Meet Margot Livesey, author of “The Boy in the Field”



“We need conventions both in life and in fiction, but when they replace insight, we become victims,” says Livesey. “I wanted to overturn some of the crime fiction conventions – therefore, make my victim a boy, not a girl, make her hurt, not dead, and my detective isn’t someone who likes orchids, or drinks too much, or has romantic issues. “

Another important theme is the unsaid or communication without language: the meaning conveyed by the similarity of two pairs of hands, the attraction of a stranger’s eyes, or the movements of the Langs’ foster dog, Lily, who periodically “Talk” to the siblings. Livesey herself grew up in the Scottish countryside and says her childhood was “full of animals trying to tell me something”.

“My impression is that a lot of people, without necessarily believing in the supernatural, feel a sense of communication with animals or small children or houses or plants,” she says. “The trees in my garden often seem to whisper after the rain. I hope I’m not the only one who thinks the world is busy.

Art also plays a role in the book, through Livesey’s eyes. There are many references to art throughout The boy in the fields (Livesey’s husband Eric Garnick paints large abstract oil paintings), such as Giorgio Morandi’s still lifes of bottles. “I see myself as an artist in the first few pages, but as the novel progresses I become more and more of an investigator – would Zoe really do that?” Duncan would say that? I created a world, and I have to make sure it makes sense. I love those moments of fiction where a character does something surprising and absolutely plausible.

Livesey grew up in the Scottish Highlands, where her father taught and her mother, Eva, was a school nurse. After earning a BA in English and Philosophy from York University in England, she spent most of her 20s working in shops and restaurants and learning to write, which she says she has. learned by reading. “But not by reading like I normally do – going through a trap door into the world of a book,” she says. “I had to learn to slow down and be careful of how a writer creates her characters, how she persuades us that we want to spend time in this world.”

Over the years, Livesey, who is almost 60, has taught creative / fiction writing at Boston University, Bowdoin College and Brandeis University, to name a few, and teaches currently at the University of Iowa Writers’ Workshop. She has received scholarships from the Guggenheim Foundation, the NEA, the Massachusetts Artists’ Foundation and the Canada Council for the Arts.

During the COVID-19 pandemic, Livesey says writing has become an essential refuge. “Last March, when I realized I wasn’t going to go back to Scotland anytime soon, I started a new novel that’s set there so I could visit it every day,” says Livesey, who lives in Cambridge, Massachusetts. “Reading was also a refuge, and I feel fortunate that the Boston booksellers worked valiantly to supply us with books.”

Asked about her favorite authors, Livesey says, “The answer changes every day.
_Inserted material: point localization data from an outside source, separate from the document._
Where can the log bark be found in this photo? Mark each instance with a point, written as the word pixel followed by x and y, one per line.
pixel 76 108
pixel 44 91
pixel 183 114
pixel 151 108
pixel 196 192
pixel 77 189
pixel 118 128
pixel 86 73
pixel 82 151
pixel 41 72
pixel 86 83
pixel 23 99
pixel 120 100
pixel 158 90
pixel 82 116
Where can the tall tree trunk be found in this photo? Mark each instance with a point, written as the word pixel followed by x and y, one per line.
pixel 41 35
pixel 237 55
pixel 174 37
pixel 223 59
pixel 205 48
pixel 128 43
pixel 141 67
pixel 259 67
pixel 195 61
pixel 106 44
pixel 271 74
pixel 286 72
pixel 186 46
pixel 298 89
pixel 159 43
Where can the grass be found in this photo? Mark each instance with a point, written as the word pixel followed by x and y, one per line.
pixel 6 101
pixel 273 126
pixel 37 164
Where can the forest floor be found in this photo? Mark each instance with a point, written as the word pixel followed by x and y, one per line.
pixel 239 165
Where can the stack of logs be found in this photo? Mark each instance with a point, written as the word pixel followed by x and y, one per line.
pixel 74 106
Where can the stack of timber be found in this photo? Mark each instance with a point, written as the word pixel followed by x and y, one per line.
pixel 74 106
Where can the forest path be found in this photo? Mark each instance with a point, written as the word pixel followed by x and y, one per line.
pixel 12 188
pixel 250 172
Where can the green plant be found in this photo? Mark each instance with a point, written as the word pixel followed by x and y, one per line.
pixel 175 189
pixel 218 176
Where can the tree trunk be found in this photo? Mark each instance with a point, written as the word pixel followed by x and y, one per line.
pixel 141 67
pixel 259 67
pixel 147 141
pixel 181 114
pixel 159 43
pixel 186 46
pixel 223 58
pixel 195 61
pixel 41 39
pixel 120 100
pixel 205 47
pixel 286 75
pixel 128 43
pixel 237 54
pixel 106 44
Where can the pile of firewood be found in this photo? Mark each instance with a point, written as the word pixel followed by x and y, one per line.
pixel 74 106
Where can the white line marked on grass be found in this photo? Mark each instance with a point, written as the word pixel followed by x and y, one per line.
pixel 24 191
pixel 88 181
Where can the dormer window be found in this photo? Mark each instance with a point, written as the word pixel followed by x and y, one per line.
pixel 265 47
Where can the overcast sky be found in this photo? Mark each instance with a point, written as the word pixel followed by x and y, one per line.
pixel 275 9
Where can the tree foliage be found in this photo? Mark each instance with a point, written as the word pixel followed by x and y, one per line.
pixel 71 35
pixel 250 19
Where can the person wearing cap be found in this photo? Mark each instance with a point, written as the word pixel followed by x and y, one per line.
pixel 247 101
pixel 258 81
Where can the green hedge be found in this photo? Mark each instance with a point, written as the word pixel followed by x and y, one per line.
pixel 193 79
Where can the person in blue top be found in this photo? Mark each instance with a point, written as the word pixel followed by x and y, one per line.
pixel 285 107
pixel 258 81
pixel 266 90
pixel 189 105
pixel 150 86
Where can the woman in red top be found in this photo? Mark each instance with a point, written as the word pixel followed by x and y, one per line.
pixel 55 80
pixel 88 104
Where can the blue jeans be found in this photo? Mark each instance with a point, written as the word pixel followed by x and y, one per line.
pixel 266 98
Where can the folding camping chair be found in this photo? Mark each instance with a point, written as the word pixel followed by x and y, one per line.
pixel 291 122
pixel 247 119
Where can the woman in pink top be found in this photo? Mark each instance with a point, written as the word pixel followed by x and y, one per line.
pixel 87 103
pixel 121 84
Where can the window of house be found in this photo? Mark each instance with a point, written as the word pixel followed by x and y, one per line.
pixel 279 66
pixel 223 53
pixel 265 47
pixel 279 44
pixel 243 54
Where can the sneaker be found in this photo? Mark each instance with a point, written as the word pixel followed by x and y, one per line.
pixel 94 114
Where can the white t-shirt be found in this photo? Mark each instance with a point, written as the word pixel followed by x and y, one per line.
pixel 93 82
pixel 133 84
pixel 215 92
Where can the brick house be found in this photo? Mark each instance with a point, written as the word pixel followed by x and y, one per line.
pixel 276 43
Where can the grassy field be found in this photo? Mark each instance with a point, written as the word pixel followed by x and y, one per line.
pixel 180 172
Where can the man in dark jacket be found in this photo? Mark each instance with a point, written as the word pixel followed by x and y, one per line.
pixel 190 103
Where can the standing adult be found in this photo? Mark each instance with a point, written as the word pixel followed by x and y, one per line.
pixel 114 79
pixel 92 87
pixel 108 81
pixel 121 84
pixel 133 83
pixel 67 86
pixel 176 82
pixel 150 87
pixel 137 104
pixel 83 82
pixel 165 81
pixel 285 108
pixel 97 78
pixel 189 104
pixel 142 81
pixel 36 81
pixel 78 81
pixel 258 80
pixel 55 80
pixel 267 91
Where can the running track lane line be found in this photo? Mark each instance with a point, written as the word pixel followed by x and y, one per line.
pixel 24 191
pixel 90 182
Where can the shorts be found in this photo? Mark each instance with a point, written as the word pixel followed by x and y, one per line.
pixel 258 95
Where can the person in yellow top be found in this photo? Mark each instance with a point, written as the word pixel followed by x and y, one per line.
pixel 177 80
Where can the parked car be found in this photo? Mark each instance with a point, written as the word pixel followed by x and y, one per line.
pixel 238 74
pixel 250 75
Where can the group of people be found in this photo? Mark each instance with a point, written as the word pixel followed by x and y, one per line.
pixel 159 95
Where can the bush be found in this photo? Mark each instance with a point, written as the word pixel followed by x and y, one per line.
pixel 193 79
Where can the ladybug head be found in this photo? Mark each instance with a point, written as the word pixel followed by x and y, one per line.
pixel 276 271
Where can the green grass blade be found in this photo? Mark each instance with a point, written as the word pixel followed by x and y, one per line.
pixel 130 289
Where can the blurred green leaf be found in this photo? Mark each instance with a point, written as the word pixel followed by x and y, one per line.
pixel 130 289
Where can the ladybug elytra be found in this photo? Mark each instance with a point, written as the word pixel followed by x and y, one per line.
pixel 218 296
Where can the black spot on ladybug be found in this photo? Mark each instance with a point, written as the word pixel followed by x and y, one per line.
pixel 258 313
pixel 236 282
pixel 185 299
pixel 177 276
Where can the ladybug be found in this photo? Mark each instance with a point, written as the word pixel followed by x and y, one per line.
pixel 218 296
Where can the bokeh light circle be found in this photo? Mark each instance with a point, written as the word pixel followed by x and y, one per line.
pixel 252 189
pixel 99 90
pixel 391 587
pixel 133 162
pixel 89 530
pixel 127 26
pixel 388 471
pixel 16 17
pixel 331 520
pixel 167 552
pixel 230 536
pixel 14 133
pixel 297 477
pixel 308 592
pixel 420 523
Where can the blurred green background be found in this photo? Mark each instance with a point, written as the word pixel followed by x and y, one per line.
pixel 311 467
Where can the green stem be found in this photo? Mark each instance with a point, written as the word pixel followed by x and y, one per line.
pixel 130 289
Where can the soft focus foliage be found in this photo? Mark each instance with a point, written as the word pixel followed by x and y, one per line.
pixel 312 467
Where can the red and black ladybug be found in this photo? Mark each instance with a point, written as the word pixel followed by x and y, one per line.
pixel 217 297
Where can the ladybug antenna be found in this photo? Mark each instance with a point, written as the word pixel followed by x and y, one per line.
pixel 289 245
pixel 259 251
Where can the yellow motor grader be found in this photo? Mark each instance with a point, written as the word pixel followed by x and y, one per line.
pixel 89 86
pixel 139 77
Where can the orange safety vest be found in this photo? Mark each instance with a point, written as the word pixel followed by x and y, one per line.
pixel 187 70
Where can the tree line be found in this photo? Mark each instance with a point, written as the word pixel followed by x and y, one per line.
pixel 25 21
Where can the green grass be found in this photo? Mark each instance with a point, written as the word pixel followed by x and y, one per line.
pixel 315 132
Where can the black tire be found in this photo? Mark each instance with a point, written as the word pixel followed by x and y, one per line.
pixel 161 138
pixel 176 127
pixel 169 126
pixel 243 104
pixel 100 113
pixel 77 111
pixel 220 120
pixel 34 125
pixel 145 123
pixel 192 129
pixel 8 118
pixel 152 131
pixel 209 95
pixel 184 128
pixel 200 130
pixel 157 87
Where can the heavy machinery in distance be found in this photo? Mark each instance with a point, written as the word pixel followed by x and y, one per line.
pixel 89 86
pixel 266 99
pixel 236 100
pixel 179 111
Today I would say Kate Atkinson, Andrea Barrett, Britt Bennett, Willa Cather, Lan Samantha Chang, Kazuo Ishiguro, Hilary Mantel, Ian Rankin, Jim Shepard and Joan Silber. Although she can’t remember the first time she fell in love with words, she does remember the first book she ever read. “It was about Percy, the bad guy, and I was delighted that someone like me, short and rude, stood up to run the barnyard,” she said. “I have some favorite words that I always try to use in my novels and rarely use: twilight, tintinnabulation, indigo.

In addition to trying to sprinkle some of her favorite words, Livesey tries to sprinkle her novels on geographic and chronological timelines: Her Book Gemma Hardy’s Theft (2012) takes place in the early 1960s in Scotland, and Mercury (2016) in the contemporary suburb of Boston. The boy in the fields takes place on the edge of the year 2000, in England, although when Livesey first imagined the novel it was closer to the present; however, the ubiquity of technology – cell phones, in particular – threatened to ruin his plot.

“I also liked the way the year 2000 reflected my theme,” she says. “We thought the danger was coming, but we were looking in the wrong direction.”